|Authors||K. Zhang, Y. Zhu, S. Leng, Y. He, S. Maharjan and Y. Zhang|
|Title||Deep Learning Empowered Task Offloading for Mobile Edge Computing in Urban Informatics|
|Project(s)||Simula Metropolitan Center for Digital Engineering, The Center for Resilient Networks and Applications|
|Publication Type||Journal Article|
|Year of Publication||2019|
|Journal||IEEE Internet of Things Journal|
Led by industrialization of smart cities, numerous interconnected mobile devices, and novel applications have emerged in the urban environment, providing great opportunities to realize industrial automation.

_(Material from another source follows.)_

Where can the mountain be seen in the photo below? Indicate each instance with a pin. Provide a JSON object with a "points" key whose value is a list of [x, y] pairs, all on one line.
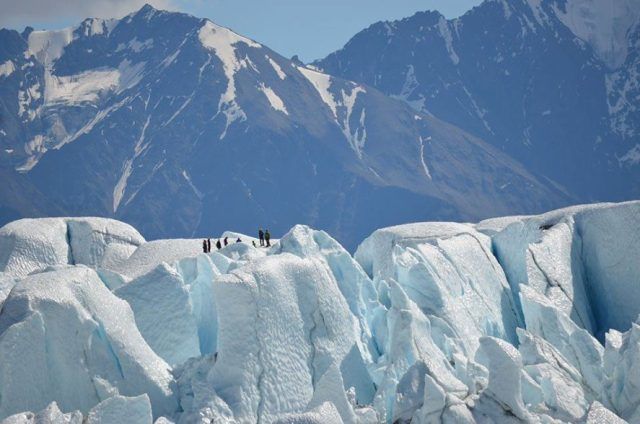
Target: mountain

In this context, autonomous driving is an attractive issue, which leverages large amounts of sensory information for smart navigation while posing intensive computation demands on resource constrained vehicles. Mobile edge computing (MEC) is a potential solution to alleviate the heavy burden on the devices. However, varying states of multiple edge servers as well as a variety of vehicular offloading modes make efficient task offloading a challenge. To cope with this challenge, we adopt a deep Q-learning approach for designing optimal offloading schemes, jointly considering selection of target server and determination of data transmission mode. Furthermore, we propose an efficient redundant offloading algorithm to improve task offloading reliability in the case of vehicular data transmission failure. We evaluate the proposed schemes based on real traffic data. Results indicate that our offloading schemes have great advantages in optimizing system utilities and improving offloading reliability.